Their sexist hubris is being challenged, and millions of women are inspired to break the silence and bravely speak out.

And then again, this week, we reel with pain as details of the life of a mother and sons murdered by the abusive husband and father emerge. 

This tragedy brings into sharp relief, yet again, that COPA’s work, and that of our feminist colleagues needs to remain front and centre. These acts of brutality, abuse and violence force us to recognize that there is still so much work to be done.

From its inception, COPA has dedicated itself to preventing violence against women in order to break the cycle of violence.
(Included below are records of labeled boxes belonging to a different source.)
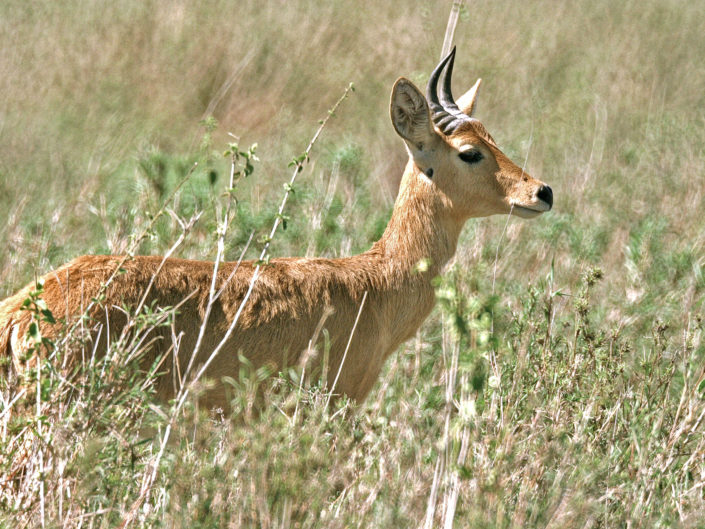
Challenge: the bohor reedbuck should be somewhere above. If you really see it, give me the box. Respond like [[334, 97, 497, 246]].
[[0, 48, 553, 407]]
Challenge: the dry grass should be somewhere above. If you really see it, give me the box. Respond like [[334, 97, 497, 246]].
[[0, 0, 705, 528]]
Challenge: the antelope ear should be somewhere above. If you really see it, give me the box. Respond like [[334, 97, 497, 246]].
[[456, 79, 482, 117], [389, 77, 438, 151]]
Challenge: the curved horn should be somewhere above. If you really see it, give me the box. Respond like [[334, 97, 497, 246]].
[[426, 46, 468, 134]]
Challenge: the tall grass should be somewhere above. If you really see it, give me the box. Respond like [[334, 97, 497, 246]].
[[0, 0, 705, 527]]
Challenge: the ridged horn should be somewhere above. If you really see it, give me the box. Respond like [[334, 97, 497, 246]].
[[426, 46, 470, 134]]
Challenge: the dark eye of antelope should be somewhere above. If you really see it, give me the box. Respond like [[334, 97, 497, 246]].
[[458, 149, 483, 163]]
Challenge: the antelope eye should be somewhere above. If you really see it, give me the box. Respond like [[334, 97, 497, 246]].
[[458, 149, 484, 163]]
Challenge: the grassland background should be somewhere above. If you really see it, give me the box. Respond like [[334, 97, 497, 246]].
[[0, 0, 705, 527]]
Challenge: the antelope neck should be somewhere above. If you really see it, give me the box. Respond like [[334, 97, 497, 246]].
[[373, 162, 462, 279]]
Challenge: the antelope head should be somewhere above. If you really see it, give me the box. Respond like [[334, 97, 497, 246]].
[[390, 48, 553, 222]]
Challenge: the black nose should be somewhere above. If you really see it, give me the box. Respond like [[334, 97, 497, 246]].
[[536, 186, 553, 208]]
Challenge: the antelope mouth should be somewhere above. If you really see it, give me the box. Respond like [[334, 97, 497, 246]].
[[511, 201, 551, 219], [511, 185, 553, 219]]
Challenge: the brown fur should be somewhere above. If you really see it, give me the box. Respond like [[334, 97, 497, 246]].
[[0, 70, 550, 406]]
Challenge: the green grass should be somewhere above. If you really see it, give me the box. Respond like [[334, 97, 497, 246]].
[[0, 0, 705, 528]]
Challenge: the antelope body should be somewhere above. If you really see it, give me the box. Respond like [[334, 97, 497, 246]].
[[0, 49, 553, 407]]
Recognizing individual and systemic power imbalances as central to any abusive act helps us understand how violence against women is integral to sexism, to violence against girls, and to violence against children, as well as to racism, homophobia, ableism, xenophobia…and to multiple forms of abuse and discrimination.

Taking stock of this, we are faced with compelling evidence of the need to start early to break the cycle of violence, and be visionary, offering a truly different way of being to young people, to girls, and to boys.

Unfortunately, self-defense courses for girls and women are still crucial, as are meaningful discussions with young people about power, rights, responsibilities and consent.

Fostering the principles of empowerment, children’s rights, women’s rights, human rights and social justice is the logical result of that analysis, and the lynchpin of all our work.

COPA is proud of its commitment and dedication to preventing violence, as we enter our 20th year. And we feel proud of all that we, and our passionate colleagues in the feminist movement have accomplished these past decades – as well as the inroads we continue to make each and every day.

Join us in our commitment and dedication to the future. We can break the cycle of violence by promoting the right of girls, boys, women, and all people, to be safe, strong and free.